Which doesn't mean you should stop being intentional about your love interests. It means you should bring that same looseness, that same willingness to let the character surprise you, to the characters you're actually building the romance around.
With my Wild Flowers series, I hit a wall at chapter fifteen — and I think part of the reason I hit that wall was that I'd been so focused on engineering the love interest's appeal that I'd lost track of who they actually were. I was writing toward what I thought readers wanted instead of writing toward truth. The moment I let go of the engineering and just asked myself "what would this person actually do right now, even if it's not romantic, even if it's messy?" — that's when the character came alive again. (I also realized I was afraid to write the intimacy those characters needed, which is a whole other essay for a whole other day.)
Do I think there's a formula for the perfect love interest?
No. And I'm suspicious of anyone who says they have one.

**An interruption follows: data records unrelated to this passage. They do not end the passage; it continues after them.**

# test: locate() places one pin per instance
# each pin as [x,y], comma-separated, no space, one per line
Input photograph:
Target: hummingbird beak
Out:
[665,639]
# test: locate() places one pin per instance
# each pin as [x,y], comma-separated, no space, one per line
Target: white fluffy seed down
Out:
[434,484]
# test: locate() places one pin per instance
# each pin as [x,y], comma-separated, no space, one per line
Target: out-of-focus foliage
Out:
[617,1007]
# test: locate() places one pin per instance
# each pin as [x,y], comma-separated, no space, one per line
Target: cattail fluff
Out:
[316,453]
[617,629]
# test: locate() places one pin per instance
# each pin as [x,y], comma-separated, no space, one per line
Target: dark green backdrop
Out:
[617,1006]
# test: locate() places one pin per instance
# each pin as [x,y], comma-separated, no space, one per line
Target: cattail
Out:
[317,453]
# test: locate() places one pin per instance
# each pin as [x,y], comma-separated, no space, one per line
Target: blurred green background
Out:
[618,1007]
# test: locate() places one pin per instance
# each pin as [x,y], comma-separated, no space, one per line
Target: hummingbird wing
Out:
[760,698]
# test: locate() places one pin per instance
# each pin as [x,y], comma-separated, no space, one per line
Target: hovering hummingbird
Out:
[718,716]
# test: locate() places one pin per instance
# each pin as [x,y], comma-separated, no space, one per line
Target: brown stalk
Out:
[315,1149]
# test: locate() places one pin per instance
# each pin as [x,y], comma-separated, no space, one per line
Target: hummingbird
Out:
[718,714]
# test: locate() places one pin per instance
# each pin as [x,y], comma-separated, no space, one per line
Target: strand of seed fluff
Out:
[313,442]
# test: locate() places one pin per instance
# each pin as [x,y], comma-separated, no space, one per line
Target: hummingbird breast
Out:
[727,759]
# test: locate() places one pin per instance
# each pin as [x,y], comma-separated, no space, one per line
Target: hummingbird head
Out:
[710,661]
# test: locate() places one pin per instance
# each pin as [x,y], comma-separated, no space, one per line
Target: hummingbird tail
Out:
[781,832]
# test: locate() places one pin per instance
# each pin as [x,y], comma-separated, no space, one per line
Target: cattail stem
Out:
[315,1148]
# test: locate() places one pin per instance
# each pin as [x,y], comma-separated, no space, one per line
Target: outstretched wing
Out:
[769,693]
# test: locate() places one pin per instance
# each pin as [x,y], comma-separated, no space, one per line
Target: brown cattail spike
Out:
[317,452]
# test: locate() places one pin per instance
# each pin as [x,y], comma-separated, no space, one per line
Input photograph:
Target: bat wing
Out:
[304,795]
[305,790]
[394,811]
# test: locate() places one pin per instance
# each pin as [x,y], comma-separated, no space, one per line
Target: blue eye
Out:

But I do think there are principles. I think the love interests who endure — the Darcys, the Rhysands, the Jamie Frasers, the ones readers tattoo on their bodies and name their cats after — share certain qualities that have nothing to do with being hot or brooding or wealthy or any of the surface-level descriptors we tend to focus on.
The characters who endure — the Darcys, the Rhysands, the ones readers tattoo on their bodies — aren't the ones who were perfectly engineered. They're specific in that strange granular way that makes you feel like you met them once. They want things that have nothing to do with the person they're falling for. They're wrong sometimes, genuinely wrong, in ways that cost them. And they change — not because love fixed them, but because being seen by someone has a way of demanding you become more yourself.
I keep coming back to those four things every time a love interest goes flat on me.
That's my take on things, anyway. I'm still learning this. Every book I write teaches me something new about what makes a love interest work, usually by showing me exactly how I've gotten it wrong. That beta reader who couldn't remember my hero's name? She did me the biggest favor of my career. She taught me that a love interest can't just be present. They have to be unforgettable.
If you're struggling with a love interest right now — if they feel flat, or too perfect, or like they're just filling a role — stop protecting them. Let them be wrong. Let them do the thing you didn't plan. I've never once regretted the moments I stepped back and let a character surprise me. I've regretted almost every moment I kept them on a leash.